I can't remember that my parents did much entertaining at home but it's possible that on occasions when they were going to have a party at the house, I got put to bed early. I can remember a few dinner parties at home but only vaguely since I was ushered up to my room early on such nights. I do remember so well that when my father would get home for dinner on a winter night, he'd immediately sit down in a favorite chair that was placed beside a hot air register in the living room, put his feet right on the register, and then settle down to read the evening paper. The only profanity I ever heard him utter was a fervent "damn" once in a while. My father was a runner in college and I recall one occasion when one of the neighborhood boys was fooling around our car which was parked in the street in front of the house and my father suddenly lost his temper and took off after the boy who fled up the hill. I don't know whether or not my father caught him, but I was quite impressed with my father's speed. He also got things done when necessary. They installed a new street light with one big incandescent bulb, right across the street from our house and it shone in my parents bedroom window and bothered them at night; it wasn't long before a shade was installed on the side of the light toward our house. One regular contact I had with my father was to go with him to his office and then get a haircut at his own barber shop which was on the second floor of his building; he'd take me down there and tell the barber how to cut it and then leave me there. When I got through, I'd either wait for someone to pick me up or go up to his office on the 5th floor where I could wait in the waiting room and look at magazines or wait in one of the little dark rooms. His office girl was Miss Keefer, a spinster in her 40s I'd say, who lived in Camillus and came in every day on the bus, or maybe on the train before they had buses. Also, in the University Block, was our dentist, Dr. Barnes, who was very bald and had a big brown moustache and awful looking teeth himself. His dental chair faced a window, 9th floor, and while he was grinding and filling, you could sit there and look at the northern end of town all the way out to Onondaga Lake.
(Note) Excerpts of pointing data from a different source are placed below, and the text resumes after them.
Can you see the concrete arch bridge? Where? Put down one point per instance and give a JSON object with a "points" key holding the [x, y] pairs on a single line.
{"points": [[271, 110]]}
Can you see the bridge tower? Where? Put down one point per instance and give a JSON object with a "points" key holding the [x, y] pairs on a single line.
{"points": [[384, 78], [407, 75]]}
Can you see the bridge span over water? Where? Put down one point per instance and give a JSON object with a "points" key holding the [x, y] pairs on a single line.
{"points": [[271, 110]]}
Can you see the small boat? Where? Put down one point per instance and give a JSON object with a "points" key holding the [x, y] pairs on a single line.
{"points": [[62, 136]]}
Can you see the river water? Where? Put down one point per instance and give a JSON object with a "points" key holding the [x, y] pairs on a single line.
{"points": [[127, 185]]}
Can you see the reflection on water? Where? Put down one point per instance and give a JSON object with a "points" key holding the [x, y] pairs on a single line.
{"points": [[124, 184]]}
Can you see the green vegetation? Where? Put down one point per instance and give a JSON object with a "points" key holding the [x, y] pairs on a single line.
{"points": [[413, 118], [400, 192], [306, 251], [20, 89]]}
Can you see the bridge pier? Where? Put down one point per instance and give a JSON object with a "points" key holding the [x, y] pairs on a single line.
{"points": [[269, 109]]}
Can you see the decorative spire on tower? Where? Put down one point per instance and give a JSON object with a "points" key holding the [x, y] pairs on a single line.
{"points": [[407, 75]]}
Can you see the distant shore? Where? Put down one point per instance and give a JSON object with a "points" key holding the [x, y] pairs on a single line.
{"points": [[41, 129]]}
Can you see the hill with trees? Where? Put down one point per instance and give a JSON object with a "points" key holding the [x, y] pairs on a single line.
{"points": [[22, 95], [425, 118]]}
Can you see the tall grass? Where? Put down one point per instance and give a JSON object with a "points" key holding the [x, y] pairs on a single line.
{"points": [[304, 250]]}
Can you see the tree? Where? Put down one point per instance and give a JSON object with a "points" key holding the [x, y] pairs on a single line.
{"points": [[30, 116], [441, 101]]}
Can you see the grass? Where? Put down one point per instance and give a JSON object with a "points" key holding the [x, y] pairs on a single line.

Mother belonged to a "club" which met every two or three weeks but didn't play cards as I recall; I believe they just sat all afternoon and talked and sewed and had tea and cakes. The club members were Cousin Kate Knapp, who lived on the farm near Onondaga Hill and was quite a gal and never married (more of her later), Lillian Baird, an old friend who was married and had two grown daughters, Jessie Daboll, whose husband worked for Solvay Process, and who was quite a beauty with a son, Davis, and a daughter, Harriet, a cute girl a bit younger than I and who, I believe, was supposed to be a prospective mate for me, Madge Benedict, a very trim and attractive widow who married Mr. Smith across the street, Lucia Crouse, a cousin and wife of Charlie Crouse, a millionaire, Tillie Ellis, the X-mas cookie cooker, and Hattie Dow, a protege and sort of companion to Mrs. Crouse.